GCC optimizer problems

I was wondering why I got 5 fps drop in performance when I started to use textures of width 12 pixels (because of mipmapping) instead of width 8 pixels. LPC11U68 should have 1 cycle multiplication, so it should be no problem. Except that it is. I have following calculation in the inner loop of the “Mode7” bitmap transformation function.

Bitmap width: 8 pixels

( finalV & 0x7 ) * 8

The assembly is as follows;

	ands    r3, r4
	lsls	r3, r3, #3

Bitmap width: 12 pixels

( finalV & 0x7 ) * 12

	ands	r3, r4
	lsls	r6, r3, #1
	mov	fp, r6
	add	r3, r3, fp
	lsls	r3, r3, #2

So GCC is using a combination of shifts and add to produce multiplication of 12, instead of using the mul instruction. This is something @FManga has mentioned before.

So the question is: how can we force GCC to use the mul instruction?

I think its -mtune=cortex-m0plus but I haven’t had a chance to test it yet.

I tested it but unfortunately it did not work. The same assembly code.

Some M0+ CPU has the “small” 32 -cycle multiplier.

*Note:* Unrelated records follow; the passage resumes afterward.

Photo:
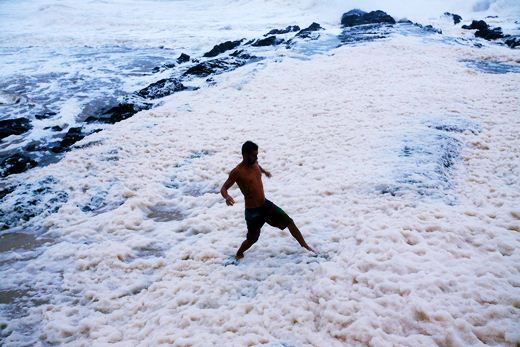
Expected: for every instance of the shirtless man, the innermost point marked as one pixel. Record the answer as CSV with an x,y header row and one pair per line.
x,y
259,210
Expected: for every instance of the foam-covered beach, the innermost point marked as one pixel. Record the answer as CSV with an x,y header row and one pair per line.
x,y
398,158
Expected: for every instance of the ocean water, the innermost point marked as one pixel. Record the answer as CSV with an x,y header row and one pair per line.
x,y
395,151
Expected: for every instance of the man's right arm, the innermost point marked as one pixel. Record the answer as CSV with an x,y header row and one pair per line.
x,y
229,182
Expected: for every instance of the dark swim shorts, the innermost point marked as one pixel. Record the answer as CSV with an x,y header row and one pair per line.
x,y
268,213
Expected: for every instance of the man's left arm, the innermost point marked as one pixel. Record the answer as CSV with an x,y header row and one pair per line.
x,y
265,172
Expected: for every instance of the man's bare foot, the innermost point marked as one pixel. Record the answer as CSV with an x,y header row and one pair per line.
x,y
307,247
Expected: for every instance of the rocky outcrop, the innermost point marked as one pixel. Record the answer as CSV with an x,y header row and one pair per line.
x,y
221,48
183,58
484,31
71,137
513,42
16,163
161,88
456,18
268,41
358,17
216,66
308,32
289,29
16,126
117,113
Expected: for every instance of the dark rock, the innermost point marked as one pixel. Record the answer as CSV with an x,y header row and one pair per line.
x,y
45,115
268,41
161,88
456,18
71,137
31,199
54,128
16,126
6,191
221,48
183,58
476,24
216,66
307,32
16,163
430,28
490,34
358,17
35,146
484,31
364,33
289,29
118,113
513,42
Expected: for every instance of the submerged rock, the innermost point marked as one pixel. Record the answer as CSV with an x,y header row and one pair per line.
x,y
357,17
45,115
456,18
216,66
308,32
268,41
117,113
484,31
16,163
161,88
221,48
289,29
16,126
513,42
183,58
28,200
71,137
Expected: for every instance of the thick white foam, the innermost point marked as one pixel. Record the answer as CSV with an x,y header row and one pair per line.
x,y
407,270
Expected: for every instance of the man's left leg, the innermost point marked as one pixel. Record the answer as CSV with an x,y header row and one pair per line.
x,y
295,232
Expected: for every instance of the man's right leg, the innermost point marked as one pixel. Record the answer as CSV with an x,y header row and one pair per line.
x,y
252,237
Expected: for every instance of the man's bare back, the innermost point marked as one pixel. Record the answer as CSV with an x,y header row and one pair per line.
x,y
259,210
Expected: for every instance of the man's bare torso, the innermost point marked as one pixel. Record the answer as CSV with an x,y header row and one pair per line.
x,y
249,180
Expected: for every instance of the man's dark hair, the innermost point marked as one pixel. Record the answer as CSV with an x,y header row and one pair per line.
x,y
248,147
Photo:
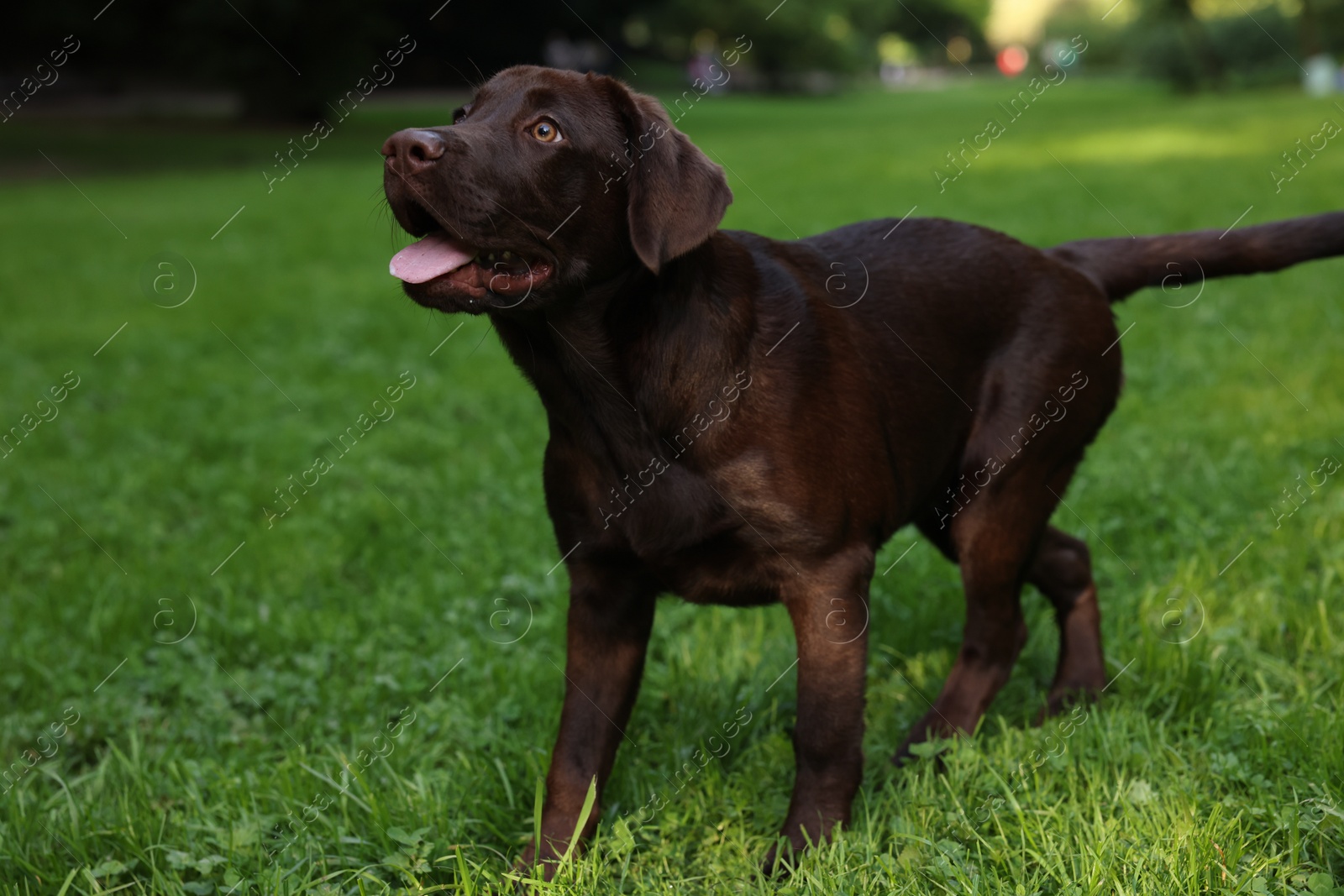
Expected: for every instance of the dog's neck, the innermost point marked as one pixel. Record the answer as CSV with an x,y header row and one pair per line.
x,y
625,364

What is the assembly output if you add the -Os option to GCC?

Does your IDE have a “Cortex M0+ Fast Multiplier” architecture option?

Are you using -Os?

I think @dmarschal read the same page I ended up at :P

https://community.nxp.com/thread/388760

@Hanski how are you building? mbed?
http://infocenter.arm.com/help/index.jsp?topic=/com.arm.doc.faqs/ka13304.html

Oh, try -mtune=cortex-m0plus.small-multiply.

https://gcc.gnu.org/onlinedocs/gcc/ARM-Options.html#index-mtune-3

isn’t that the opposite (force GCC to not use MUL)?

I don’t know for definite but I’m assuming a single MUL is ‘smaller’ than lots of shifting and adding.

If it is the opposite then the people who pick the flag names for GCC aren’t very good at their job. :P

I think smaller refers to the circuit that does the math, not the code.

I am using EmBitz.
-Os has always produced slower code for me than -O3

Hanski, lets see a longer code snippet of the multiplication you are doing, particularly the datatypes of the integers involved

If constants are replaced with variables, it will force compiler to use MULS:

[Note that multiplying two variables together will cause the generation of a MULS instruction, as in such cases the compiler has no way of knowing what combination of add/shifts to use.]

https://community.nxp.com/thread/423115

Edit: in other words, use a variable instead of 8/12 constants

1 Like

Good point. I tested it and it indeed looked to use the muls instruction. Of course it can affect optimization also otherwise as the value is not const any more.

It still would like to find a generic solution, so that I could squeeze out some cycles without tricking the compiler case by case.

AFAIK this is a general problem with GCC and cortex-M0+. Some reports say that it depends on the version of GCC used

That’s a shame, because now we cannot (fully) benefit from the 1 cycle multiplication (!). The options are to try to avoid NPOT multiplication in the inner loops, or when that is inevitable, code inline assembler.

For this particular case I can avoid the problem by putting mipmaps under the original texture (total size:8x12 pixels) instead of the right side (12x8 pixels), because I need only the bitmap width in the inner loop.

Or could we make an own MULS macro or inline function for integer multiplication (implemented in inline assembler) that can be used instead of ‘*’? It would be interesting to see how the optimizer handles it :wink:

Edit: I can also check if there is newer EmBitz version available with updated GCC.

AFAIK you can specify which GCC it uses and from which directory. Just go to settings->compiler or something, its in the menu

2 Likes

I already have the latest version of EmBittz 1.11. That is using tailored GCC 5.4 (embedded version).

The same thing happens with GCC 7.2.1.

1 Like

As a conclusion:

  • multiplying of two int variables should be fast
  • multiplying a constant with a variable is (relatively) slow, unless the constant is POT (power-of-two).

The option for the latter is to use a constant as variable, but it is not as fast as the POT option, even if the memory access is really fast (1 cycle iirc). The optimizer can do better job with constants as the instruction pipeline can be filled more efficiently.

1 Like